Open and close your garage door (or similar) with a Raspberry Pi.
Sometimes I forget to close my garage door when I leave the house. Sometimes I need to let someone into my house when I am not home. This allows me to do both of those things in a low-complexity way. Or, at least, in a way with complexity that I'm comfortable with.
Pros
- Low cost. Raspberry Pis are ubiquitous and low-cost. I had two lying around. The required HATs are cheap (or you could just solder a relay directly), cases are cheap, and wire is cheap.
- No ecosystem. The boards connect over regular Wi-Fi or ethernet and expose a simple HTTP interface. You can expose them to the internet however you want, or don't. You can expose them to automation tooling (like Home Assistant), or don't.
Cons
- Not turnkey. Building the hardware and setting up the software is not hard, but it is still a solution that involves more setup than something like an off-the-shelf device.
- No polish. Will not pass the Significant-Other Bar™ out-of-the-box.

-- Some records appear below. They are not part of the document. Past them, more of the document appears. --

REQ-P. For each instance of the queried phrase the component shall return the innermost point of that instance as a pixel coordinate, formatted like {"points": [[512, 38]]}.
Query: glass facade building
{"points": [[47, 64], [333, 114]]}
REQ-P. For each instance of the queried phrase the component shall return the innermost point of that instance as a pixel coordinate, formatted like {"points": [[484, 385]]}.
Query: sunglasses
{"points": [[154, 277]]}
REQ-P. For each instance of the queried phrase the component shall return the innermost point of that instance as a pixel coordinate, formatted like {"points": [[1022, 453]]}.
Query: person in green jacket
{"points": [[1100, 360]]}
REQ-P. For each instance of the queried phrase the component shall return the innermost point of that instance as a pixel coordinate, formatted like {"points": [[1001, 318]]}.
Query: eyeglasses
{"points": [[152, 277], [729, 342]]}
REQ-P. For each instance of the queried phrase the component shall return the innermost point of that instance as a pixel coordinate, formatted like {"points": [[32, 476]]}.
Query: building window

Just want to try it out? If you have Cargo installed, clone and run:
$ cargo run --no-default-features config.example.toml
And then click the link!
Press the buttons to see the changes to GPIO pins that would happen on a real Raspberry Pi.
You will need to obtain three main components:
- Raspberry Pi computer
- One 24V relay per button (usually from a HAT) controlled via GPIO
- Wall- or ceiling-mountable case
The Raspberry Pi Zero is the ideal board given its price, that the software CPU/RAM requirements are low, and that it will likely be mounted to the ceiling. Due to its size and HAT availability, the Pi Zero can only control at most two single-button doors or one open/close-button door.
Ensure you get the Zero W for a board that includes a Wi-Fi chip (or the Zero WH).
The BC Robotics Relay HAT provides two relays for controlling up to two single-button doors or one open/close-button door.
The HAT attaches to the Pi via a 40-pin connector. You can use either 11mm or 12mm standoffs on the opposite side to secure it in place.
Looking for alternative HATs?
The Pimoroni Automation HAT mini provides only a single relay suitable for one single-button door.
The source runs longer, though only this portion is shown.